Breaking News

Journey to Deep Learning: Cuda GPU passthrough to a LXC container

Journey to Deep Learning: Cuda GPU passthrough to a LXC container

Step 2 – Host GPU configuration

Let’s go to Proxmox command line

There are two ways, either click on one of the Shell button.

Or SSH in the server (which is enabled by default)

We will follow the instructions on Debian wiki for Nvidia and adapt them for our case.

Open /etc/apt/sources.list with your favorite editor, nano or vi. If you never used vi, this is the wrong time to start.

$ nano /etc/apt/sources.list

Add PVE (Proxmox) free repository, it’s needed to get the kernel headers to compile the nvidia module.
Add Jessie backport to get the latest nvidia driver

# security updates
deb http://security.debian.org jessie/updates main contrib

# PVE pve-no-subscription repository provided by proxmox.com,
# NOT recommended for production use
deb http://download.proxmox.com/debian jessie pve-no-subscription

# jessie-backports
deb http://httpredir.debian.org/debian jessie-backports main contrib non-free

Save the file.

Load the package listing
Update all packages to latest version (especially the kernel)

$ apt-get update
$ apt-get dist-upgrade

If kernel was updated, reboot

$ shutdown -r now

Reopen a console
Verify your kernel version
Verify available headers

$ uname -r
$ apt-cache search pve-header

Install the corresponding header, which should be the latest since you dist-upgraded and restarted.

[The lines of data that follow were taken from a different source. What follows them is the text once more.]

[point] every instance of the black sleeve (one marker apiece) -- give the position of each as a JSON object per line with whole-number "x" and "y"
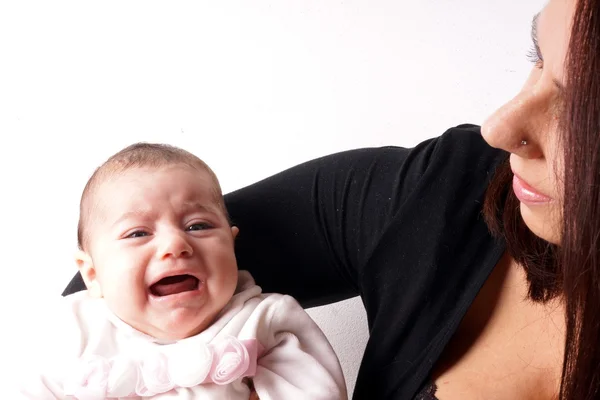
{"x": 309, "y": 231}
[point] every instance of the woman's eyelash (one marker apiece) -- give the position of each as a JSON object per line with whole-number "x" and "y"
{"x": 137, "y": 234}
{"x": 199, "y": 226}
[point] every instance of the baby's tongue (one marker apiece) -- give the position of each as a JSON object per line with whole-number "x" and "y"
{"x": 174, "y": 285}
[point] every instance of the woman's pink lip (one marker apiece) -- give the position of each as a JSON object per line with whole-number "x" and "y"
{"x": 527, "y": 194}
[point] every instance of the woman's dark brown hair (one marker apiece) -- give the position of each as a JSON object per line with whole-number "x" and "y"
{"x": 571, "y": 271}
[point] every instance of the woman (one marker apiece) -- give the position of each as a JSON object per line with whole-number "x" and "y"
{"x": 476, "y": 254}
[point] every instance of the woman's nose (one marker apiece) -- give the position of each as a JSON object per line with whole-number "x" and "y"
{"x": 175, "y": 244}
{"x": 517, "y": 126}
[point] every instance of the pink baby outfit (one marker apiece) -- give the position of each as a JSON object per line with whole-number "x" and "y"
{"x": 268, "y": 338}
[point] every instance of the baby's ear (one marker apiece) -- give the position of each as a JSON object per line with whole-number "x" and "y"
{"x": 88, "y": 273}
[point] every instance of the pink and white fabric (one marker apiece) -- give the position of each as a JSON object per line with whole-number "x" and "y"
{"x": 266, "y": 338}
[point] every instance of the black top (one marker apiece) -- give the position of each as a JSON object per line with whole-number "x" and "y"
{"x": 402, "y": 228}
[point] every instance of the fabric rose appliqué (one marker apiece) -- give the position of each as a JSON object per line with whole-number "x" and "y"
{"x": 179, "y": 365}
{"x": 231, "y": 361}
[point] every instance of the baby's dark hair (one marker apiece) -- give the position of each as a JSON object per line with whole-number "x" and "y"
{"x": 138, "y": 155}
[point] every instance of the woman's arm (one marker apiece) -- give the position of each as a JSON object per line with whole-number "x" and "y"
{"x": 308, "y": 231}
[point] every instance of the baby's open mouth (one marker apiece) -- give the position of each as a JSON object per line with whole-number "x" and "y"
{"x": 174, "y": 285}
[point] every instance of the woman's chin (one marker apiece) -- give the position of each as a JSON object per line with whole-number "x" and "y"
{"x": 542, "y": 221}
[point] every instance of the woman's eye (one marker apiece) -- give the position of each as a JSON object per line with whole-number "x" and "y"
{"x": 535, "y": 55}
{"x": 137, "y": 234}
{"x": 199, "y": 226}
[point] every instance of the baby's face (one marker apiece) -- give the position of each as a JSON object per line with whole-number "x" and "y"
{"x": 161, "y": 250}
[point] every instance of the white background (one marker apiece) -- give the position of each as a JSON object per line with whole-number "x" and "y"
{"x": 252, "y": 87}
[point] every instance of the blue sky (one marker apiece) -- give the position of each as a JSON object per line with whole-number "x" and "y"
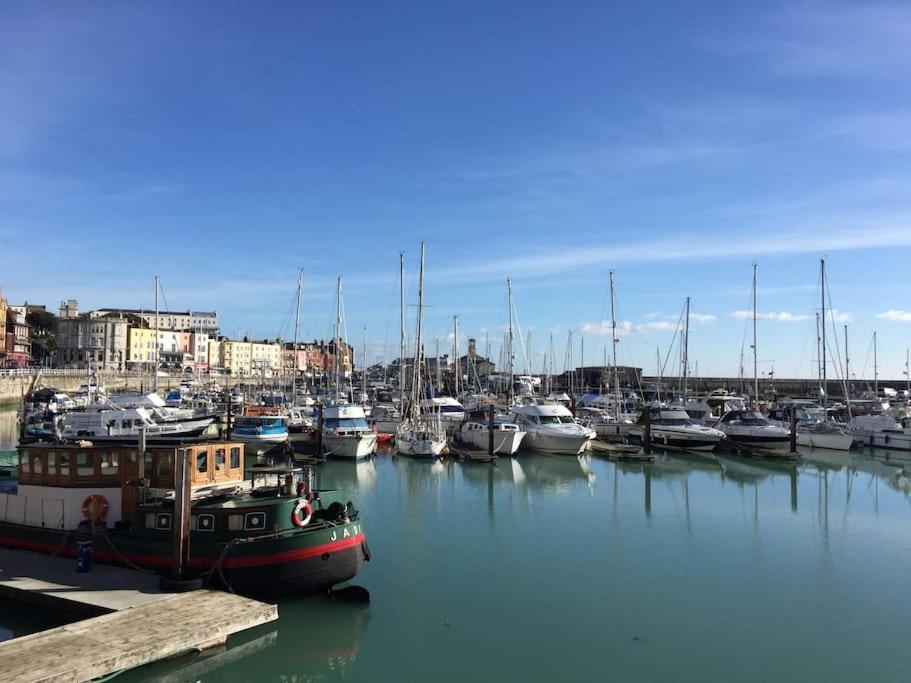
{"x": 222, "y": 145}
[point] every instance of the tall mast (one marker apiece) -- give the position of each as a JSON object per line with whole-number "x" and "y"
{"x": 686, "y": 347}
{"x": 155, "y": 373}
{"x": 509, "y": 345}
{"x": 755, "y": 350}
{"x": 402, "y": 328}
{"x": 338, "y": 324}
{"x": 300, "y": 283}
{"x": 455, "y": 351}
{"x": 417, "y": 351}
{"x": 847, "y": 375}
{"x": 439, "y": 383}
{"x": 875, "y": 368}
{"x": 822, "y": 327}
{"x": 614, "y": 346}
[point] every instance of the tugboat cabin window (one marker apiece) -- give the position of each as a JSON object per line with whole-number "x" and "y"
{"x": 109, "y": 464}
{"x": 205, "y": 522}
{"x": 255, "y": 521}
{"x": 84, "y": 465}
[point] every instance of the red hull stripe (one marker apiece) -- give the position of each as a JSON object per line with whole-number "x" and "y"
{"x": 165, "y": 561}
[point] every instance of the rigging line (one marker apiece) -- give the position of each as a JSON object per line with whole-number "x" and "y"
{"x": 287, "y": 319}
{"x": 670, "y": 348}
{"x": 838, "y": 366}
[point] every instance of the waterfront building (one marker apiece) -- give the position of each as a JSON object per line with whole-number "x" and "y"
{"x": 17, "y": 345}
{"x": 3, "y": 309}
{"x": 186, "y": 321}
{"x": 91, "y": 342}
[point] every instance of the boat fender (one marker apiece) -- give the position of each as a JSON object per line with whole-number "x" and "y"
{"x": 95, "y": 507}
{"x": 302, "y": 513}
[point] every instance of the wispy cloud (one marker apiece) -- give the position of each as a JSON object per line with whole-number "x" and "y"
{"x": 781, "y": 316}
{"x": 692, "y": 247}
{"x": 832, "y": 39}
{"x": 898, "y": 316}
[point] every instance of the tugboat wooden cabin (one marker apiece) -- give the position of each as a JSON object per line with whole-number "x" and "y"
{"x": 275, "y": 533}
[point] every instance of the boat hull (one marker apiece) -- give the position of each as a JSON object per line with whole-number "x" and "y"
{"x": 834, "y": 442}
{"x": 505, "y": 442}
{"x": 676, "y": 440}
{"x": 420, "y": 448}
{"x": 349, "y": 447}
{"x": 276, "y": 565}
{"x": 555, "y": 444}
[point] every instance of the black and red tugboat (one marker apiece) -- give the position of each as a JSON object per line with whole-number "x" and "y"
{"x": 273, "y": 533}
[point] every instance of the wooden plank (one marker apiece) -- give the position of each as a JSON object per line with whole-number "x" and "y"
{"x": 166, "y": 627}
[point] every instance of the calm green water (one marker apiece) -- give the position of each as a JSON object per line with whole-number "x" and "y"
{"x": 693, "y": 568}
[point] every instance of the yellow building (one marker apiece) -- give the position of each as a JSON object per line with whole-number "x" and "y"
{"x": 140, "y": 346}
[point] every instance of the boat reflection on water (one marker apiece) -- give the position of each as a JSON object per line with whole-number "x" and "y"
{"x": 886, "y": 466}
{"x": 316, "y": 639}
{"x": 355, "y": 475}
{"x": 557, "y": 474}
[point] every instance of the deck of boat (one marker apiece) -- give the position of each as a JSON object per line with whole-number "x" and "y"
{"x": 139, "y": 623}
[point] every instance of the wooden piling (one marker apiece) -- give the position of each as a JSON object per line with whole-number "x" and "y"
{"x": 793, "y": 419}
{"x": 647, "y": 431}
{"x": 490, "y": 429}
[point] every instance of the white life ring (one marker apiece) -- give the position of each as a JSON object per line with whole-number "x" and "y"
{"x": 302, "y": 513}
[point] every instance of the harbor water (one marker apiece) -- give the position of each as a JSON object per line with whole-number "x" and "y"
{"x": 542, "y": 568}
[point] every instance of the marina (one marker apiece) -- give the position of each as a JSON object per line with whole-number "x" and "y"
{"x": 361, "y": 342}
{"x": 650, "y": 525}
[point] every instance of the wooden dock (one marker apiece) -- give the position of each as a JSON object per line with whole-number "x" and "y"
{"x": 139, "y": 624}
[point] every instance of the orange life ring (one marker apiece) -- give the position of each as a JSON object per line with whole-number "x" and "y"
{"x": 95, "y": 507}
{"x": 301, "y": 519}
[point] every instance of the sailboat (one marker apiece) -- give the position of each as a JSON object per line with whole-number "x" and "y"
{"x": 814, "y": 429}
{"x": 346, "y": 433}
{"x": 750, "y": 428}
{"x": 419, "y": 435}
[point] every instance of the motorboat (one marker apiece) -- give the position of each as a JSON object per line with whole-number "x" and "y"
{"x": 385, "y": 418}
{"x": 551, "y": 428}
{"x": 475, "y": 431}
{"x": 124, "y": 425}
{"x": 260, "y": 431}
{"x": 751, "y": 429}
{"x": 346, "y": 433}
{"x": 881, "y": 431}
{"x": 606, "y": 426}
{"x": 449, "y": 409}
{"x": 674, "y": 428}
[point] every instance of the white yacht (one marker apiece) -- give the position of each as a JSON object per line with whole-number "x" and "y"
{"x": 475, "y": 431}
{"x": 604, "y": 423}
{"x": 814, "y": 430}
{"x": 674, "y": 428}
{"x": 346, "y": 433}
{"x": 551, "y": 428}
{"x": 385, "y": 418}
{"x": 881, "y": 431}
{"x": 451, "y": 412}
{"x": 750, "y": 429}
{"x": 125, "y": 425}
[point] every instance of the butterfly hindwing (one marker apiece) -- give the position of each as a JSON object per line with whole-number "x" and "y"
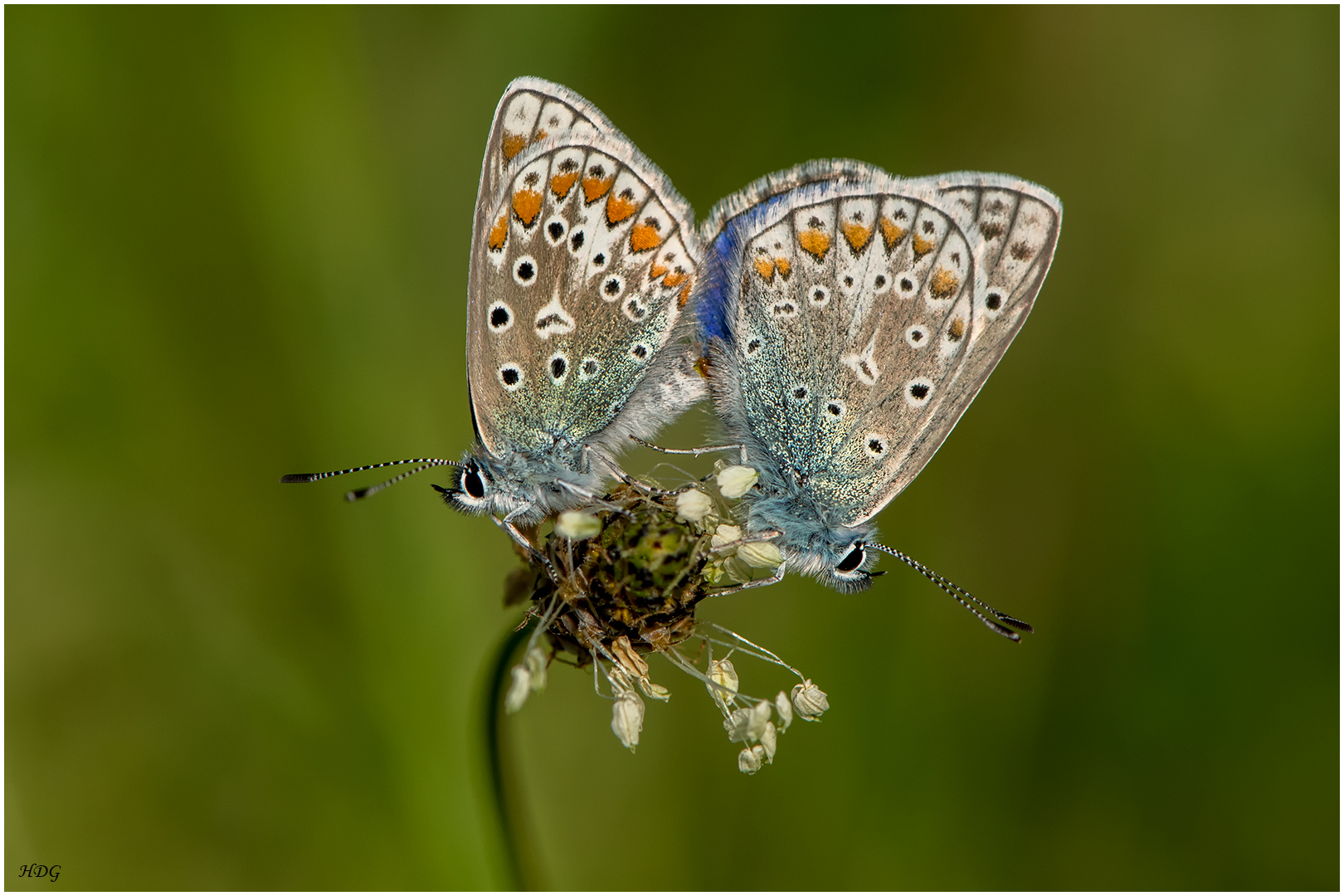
{"x": 858, "y": 314}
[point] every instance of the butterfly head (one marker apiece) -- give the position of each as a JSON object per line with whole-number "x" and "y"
{"x": 838, "y": 555}
{"x": 845, "y": 564}
{"x": 485, "y": 485}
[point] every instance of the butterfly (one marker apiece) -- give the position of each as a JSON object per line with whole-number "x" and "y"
{"x": 582, "y": 264}
{"x": 851, "y": 317}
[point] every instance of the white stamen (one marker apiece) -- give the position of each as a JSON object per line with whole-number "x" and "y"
{"x": 735, "y": 481}
{"x": 577, "y": 525}
{"x": 810, "y": 700}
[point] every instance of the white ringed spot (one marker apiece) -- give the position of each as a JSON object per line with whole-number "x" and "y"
{"x": 995, "y": 299}
{"x": 918, "y": 391}
{"x": 500, "y": 317}
{"x": 555, "y": 230}
{"x": 905, "y": 284}
{"x": 611, "y": 288}
{"x": 511, "y": 377}
{"x": 524, "y": 270}
{"x": 559, "y": 367}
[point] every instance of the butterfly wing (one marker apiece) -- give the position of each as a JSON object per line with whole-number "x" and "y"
{"x": 856, "y": 314}
{"x": 581, "y": 266}
{"x": 530, "y": 110}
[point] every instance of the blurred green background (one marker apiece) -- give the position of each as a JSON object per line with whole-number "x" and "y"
{"x": 236, "y": 246}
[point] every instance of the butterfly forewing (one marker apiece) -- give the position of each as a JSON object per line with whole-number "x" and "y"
{"x": 574, "y": 293}
{"x": 1012, "y": 227}
{"x": 528, "y": 112}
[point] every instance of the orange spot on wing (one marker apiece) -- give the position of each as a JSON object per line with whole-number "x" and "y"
{"x": 643, "y": 238}
{"x": 619, "y": 208}
{"x": 514, "y": 144}
{"x": 891, "y": 232}
{"x": 858, "y": 236}
{"x": 527, "y": 206}
{"x": 944, "y": 284}
{"x": 596, "y": 187}
{"x": 815, "y": 243}
{"x": 561, "y": 184}
{"x": 499, "y": 232}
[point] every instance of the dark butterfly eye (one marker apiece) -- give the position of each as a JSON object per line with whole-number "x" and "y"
{"x": 851, "y": 562}
{"x": 472, "y": 483}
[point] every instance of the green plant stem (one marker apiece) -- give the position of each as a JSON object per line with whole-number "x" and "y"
{"x": 509, "y": 811}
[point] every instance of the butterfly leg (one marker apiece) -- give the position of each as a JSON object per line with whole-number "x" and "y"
{"x": 587, "y": 494}
{"x": 765, "y": 535}
{"x": 589, "y": 451}
{"x": 695, "y": 451}
{"x": 507, "y": 524}
{"x": 773, "y": 579}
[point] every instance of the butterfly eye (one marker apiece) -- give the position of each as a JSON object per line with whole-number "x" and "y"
{"x": 472, "y": 483}
{"x": 852, "y": 562}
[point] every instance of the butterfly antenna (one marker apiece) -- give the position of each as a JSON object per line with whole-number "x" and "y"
{"x": 425, "y": 462}
{"x": 962, "y": 597}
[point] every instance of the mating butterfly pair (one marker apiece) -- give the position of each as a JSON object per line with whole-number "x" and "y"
{"x": 849, "y": 319}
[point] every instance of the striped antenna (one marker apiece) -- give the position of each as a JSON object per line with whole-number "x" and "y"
{"x": 957, "y": 594}
{"x": 425, "y": 462}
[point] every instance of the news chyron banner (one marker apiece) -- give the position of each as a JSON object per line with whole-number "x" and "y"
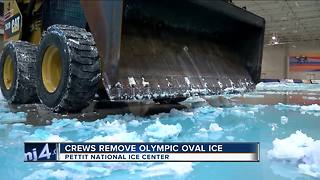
{"x": 141, "y": 152}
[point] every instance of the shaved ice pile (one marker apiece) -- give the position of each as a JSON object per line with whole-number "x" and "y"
{"x": 300, "y": 150}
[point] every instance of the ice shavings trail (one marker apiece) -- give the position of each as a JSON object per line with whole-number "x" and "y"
{"x": 205, "y": 123}
{"x": 299, "y": 149}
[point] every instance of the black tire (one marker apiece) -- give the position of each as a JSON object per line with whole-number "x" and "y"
{"x": 80, "y": 74}
{"x": 22, "y": 84}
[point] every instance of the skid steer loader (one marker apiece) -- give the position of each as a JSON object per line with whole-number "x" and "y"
{"x": 62, "y": 52}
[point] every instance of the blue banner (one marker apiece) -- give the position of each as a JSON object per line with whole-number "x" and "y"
{"x": 40, "y": 152}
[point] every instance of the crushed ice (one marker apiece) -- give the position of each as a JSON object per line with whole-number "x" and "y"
{"x": 298, "y": 149}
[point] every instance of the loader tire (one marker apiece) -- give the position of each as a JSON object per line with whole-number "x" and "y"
{"x": 68, "y": 68}
{"x": 17, "y": 72}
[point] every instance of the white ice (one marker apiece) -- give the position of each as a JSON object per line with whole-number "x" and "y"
{"x": 299, "y": 149}
{"x": 163, "y": 131}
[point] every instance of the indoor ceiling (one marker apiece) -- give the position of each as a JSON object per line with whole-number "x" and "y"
{"x": 289, "y": 21}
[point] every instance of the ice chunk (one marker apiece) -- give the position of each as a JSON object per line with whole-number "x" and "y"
{"x": 274, "y": 126}
{"x": 163, "y": 131}
{"x": 10, "y": 118}
{"x": 203, "y": 133}
{"x": 134, "y": 123}
{"x": 284, "y": 119}
{"x": 215, "y": 127}
{"x": 300, "y": 149}
{"x": 168, "y": 168}
{"x": 118, "y": 137}
{"x": 313, "y": 107}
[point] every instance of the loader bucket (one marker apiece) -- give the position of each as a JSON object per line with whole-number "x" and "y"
{"x": 153, "y": 49}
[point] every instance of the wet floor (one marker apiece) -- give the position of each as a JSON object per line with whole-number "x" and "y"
{"x": 37, "y": 114}
{"x": 286, "y": 123}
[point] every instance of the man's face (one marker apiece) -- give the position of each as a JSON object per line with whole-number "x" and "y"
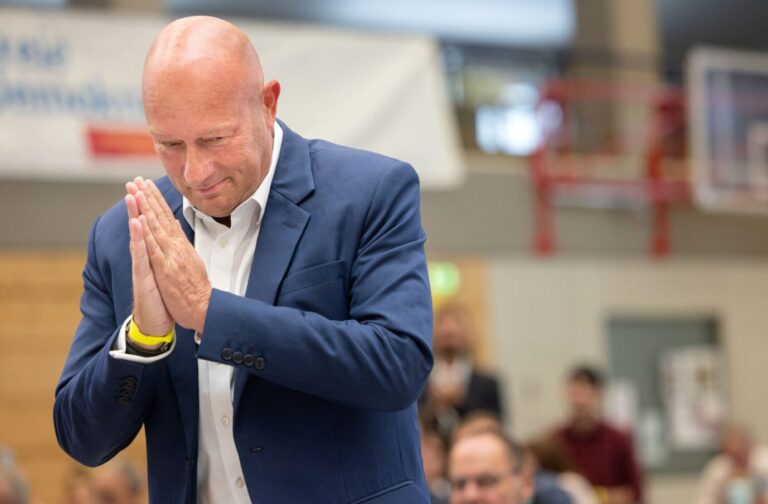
{"x": 213, "y": 137}
{"x": 583, "y": 400}
{"x": 451, "y": 334}
{"x": 481, "y": 472}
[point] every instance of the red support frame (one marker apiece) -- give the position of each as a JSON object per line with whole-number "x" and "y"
{"x": 553, "y": 174}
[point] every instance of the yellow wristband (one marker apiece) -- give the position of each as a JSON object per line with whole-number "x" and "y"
{"x": 138, "y": 337}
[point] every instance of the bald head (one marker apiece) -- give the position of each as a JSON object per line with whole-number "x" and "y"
{"x": 210, "y": 114}
{"x": 199, "y": 50}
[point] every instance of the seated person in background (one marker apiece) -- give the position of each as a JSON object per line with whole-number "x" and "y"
{"x": 117, "y": 482}
{"x": 486, "y": 467}
{"x": 478, "y": 421}
{"x": 78, "y": 489}
{"x": 546, "y": 489}
{"x": 551, "y": 458}
{"x": 433, "y": 453}
{"x": 602, "y": 453}
{"x": 455, "y": 387}
{"x": 738, "y": 474}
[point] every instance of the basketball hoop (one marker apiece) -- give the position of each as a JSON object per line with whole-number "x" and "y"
{"x": 637, "y": 167}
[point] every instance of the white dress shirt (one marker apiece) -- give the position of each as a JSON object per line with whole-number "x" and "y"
{"x": 227, "y": 253}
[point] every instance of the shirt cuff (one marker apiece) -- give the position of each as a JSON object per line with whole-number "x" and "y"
{"x": 119, "y": 349}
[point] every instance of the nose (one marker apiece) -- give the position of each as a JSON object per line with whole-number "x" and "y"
{"x": 470, "y": 494}
{"x": 198, "y": 167}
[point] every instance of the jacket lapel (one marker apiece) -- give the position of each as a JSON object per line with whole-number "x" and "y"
{"x": 182, "y": 363}
{"x": 282, "y": 226}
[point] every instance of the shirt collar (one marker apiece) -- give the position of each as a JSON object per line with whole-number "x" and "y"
{"x": 257, "y": 202}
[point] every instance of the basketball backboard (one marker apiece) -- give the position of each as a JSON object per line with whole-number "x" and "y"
{"x": 728, "y": 116}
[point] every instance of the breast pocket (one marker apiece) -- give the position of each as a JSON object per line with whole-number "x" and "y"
{"x": 320, "y": 289}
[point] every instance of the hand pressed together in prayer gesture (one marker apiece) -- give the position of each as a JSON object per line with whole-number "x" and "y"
{"x": 170, "y": 281}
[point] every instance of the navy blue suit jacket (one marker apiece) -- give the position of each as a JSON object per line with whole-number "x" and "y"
{"x": 330, "y": 345}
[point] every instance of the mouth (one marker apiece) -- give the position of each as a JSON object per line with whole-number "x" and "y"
{"x": 209, "y": 191}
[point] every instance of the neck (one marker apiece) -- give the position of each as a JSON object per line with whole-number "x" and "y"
{"x": 584, "y": 423}
{"x": 226, "y": 220}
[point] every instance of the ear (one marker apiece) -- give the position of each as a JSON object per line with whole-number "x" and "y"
{"x": 526, "y": 484}
{"x": 269, "y": 98}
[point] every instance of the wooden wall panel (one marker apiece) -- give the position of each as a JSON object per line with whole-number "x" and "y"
{"x": 39, "y": 311}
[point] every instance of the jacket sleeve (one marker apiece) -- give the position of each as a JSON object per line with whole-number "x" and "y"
{"x": 381, "y": 356}
{"x": 100, "y": 401}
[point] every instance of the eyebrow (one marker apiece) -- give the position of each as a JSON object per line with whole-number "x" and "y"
{"x": 214, "y": 131}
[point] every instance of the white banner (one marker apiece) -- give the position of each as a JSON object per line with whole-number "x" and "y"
{"x": 70, "y": 102}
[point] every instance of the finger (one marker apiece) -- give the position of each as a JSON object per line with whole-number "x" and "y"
{"x": 154, "y": 251}
{"x": 139, "y": 260}
{"x": 157, "y": 230}
{"x": 166, "y": 210}
{"x": 158, "y": 205}
{"x": 131, "y": 188}
{"x": 132, "y": 205}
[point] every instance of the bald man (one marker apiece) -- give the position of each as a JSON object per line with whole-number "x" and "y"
{"x": 486, "y": 467}
{"x": 263, "y": 311}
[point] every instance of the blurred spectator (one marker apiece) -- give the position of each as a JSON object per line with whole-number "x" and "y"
{"x": 434, "y": 454}
{"x": 78, "y": 487}
{"x": 739, "y": 474}
{"x": 546, "y": 489}
{"x": 486, "y": 467}
{"x": 117, "y": 482}
{"x": 455, "y": 387}
{"x": 13, "y": 490}
{"x": 550, "y": 457}
{"x": 601, "y": 452}
{"x": 478, "y": 421}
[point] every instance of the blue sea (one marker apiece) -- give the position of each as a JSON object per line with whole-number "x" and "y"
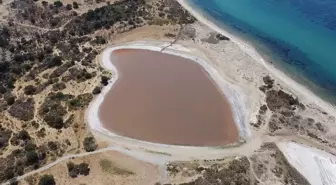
{"x": 297, "y": 36}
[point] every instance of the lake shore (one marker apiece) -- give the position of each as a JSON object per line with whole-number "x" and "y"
{"x": 298, "y": 89}
{"x": 231, "y": 92}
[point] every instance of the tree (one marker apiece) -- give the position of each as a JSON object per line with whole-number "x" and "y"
{"x": 32, "y": 157}
{"x": 96, "y": 90}
{"x": 89, "y": 144}
{"x": 68, "y": 7}
{"x": 104, "y": 80}
{"x": 47, "y": 180}
{"x": 29, "y": 90}
{"x": 75, "y": 5}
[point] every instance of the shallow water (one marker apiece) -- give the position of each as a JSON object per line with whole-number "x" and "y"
{"x": 166, "y": 99}
{"x": 299, "y": 36}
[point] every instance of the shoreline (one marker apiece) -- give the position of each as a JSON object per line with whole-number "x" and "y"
{"x": 234, "y": 96}
{"x": 292, "y": 85}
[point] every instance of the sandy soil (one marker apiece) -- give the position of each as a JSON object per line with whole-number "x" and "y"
{"x": 238, "y": 68}
{"x": 118, "y": 169}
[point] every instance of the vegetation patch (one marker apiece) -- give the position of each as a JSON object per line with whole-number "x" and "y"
{"x": 23, "y": 110}
{"x": 74, "y": 170}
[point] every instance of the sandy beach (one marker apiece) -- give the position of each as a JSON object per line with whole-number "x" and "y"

$ apt-get install pve-headers-4.4.35-2-pve

Install nvidia driver from backport

$ apt-get install -t jessie-backports nvidia-driver

Every mandatory packages is set, I suggest to install monitoring tools, namely nvidia-smi, i7z, htop, iotop and lm-sensors:
– i7z is a monitoring tool for Intel CPU (temperature, freq)
– nvidia-smi for NVIDIA GPU, that is actually what we will use to confirm GPU setup
– htop is a ncurses interface top (CPU, RAM monitoring)
– iotop to monitor disk access speed and potential contention

$ apt-get install i7z nvidia-smi htop iotop

Last thing before the last restart fo your server life:
Nvidia driver will create special files in /dev/* called:
– /dev/nvidia0 : corresponding to the GPU (second GPU would get /dev/nvidia1)
– /dev/nvidiactl : not really sure what it’s for, control?
– /dev/nvidia-uvm : the CUDA driver

and sometimes you will get:
– /dev/nvidia-uvm-tools
– /dev/nvidia-modeset

Those files are created when the nvidia module is loaded (when an application access the GPU).
NVIDIA module must be loaded in the host before being usable in a container.
So to make sure it’s loaded at boot, edit /etc/modules-load.d/modules.conf

$ nano /etc/modules-load.d/modules.conf

Add nvidia and nvidia_uvm

# /etc/modules: kernel modules to load at boot time.
#
# This file contains the names of kernel modules that should be loaded
# at boot time, one per line. Lines beginning with “#” are ignored.
nvidia
nvidia_uvm

Then update the initramfs so it takes the new module into account

update-initramfs -u

Then, for some reason nvidia and nvidia_uvm do not automatically create the node in /dev/*
It only create them when X server or nvidia-smi is used so add the following in /etc/udev/rules.d/70-nvidia.rules:

# /etc/udev/rules.d/70-nvidia.rules

# Create /nvidia0, /dev/nvidia1 … and /nvidiactl when nvidia module is loaded
KERNEL==”nvidia”, RUN+=”/bin/bash -c ‘/usr/bin/nvidia-smi -L && /bin/chmod 666 /dev/nvidia*'”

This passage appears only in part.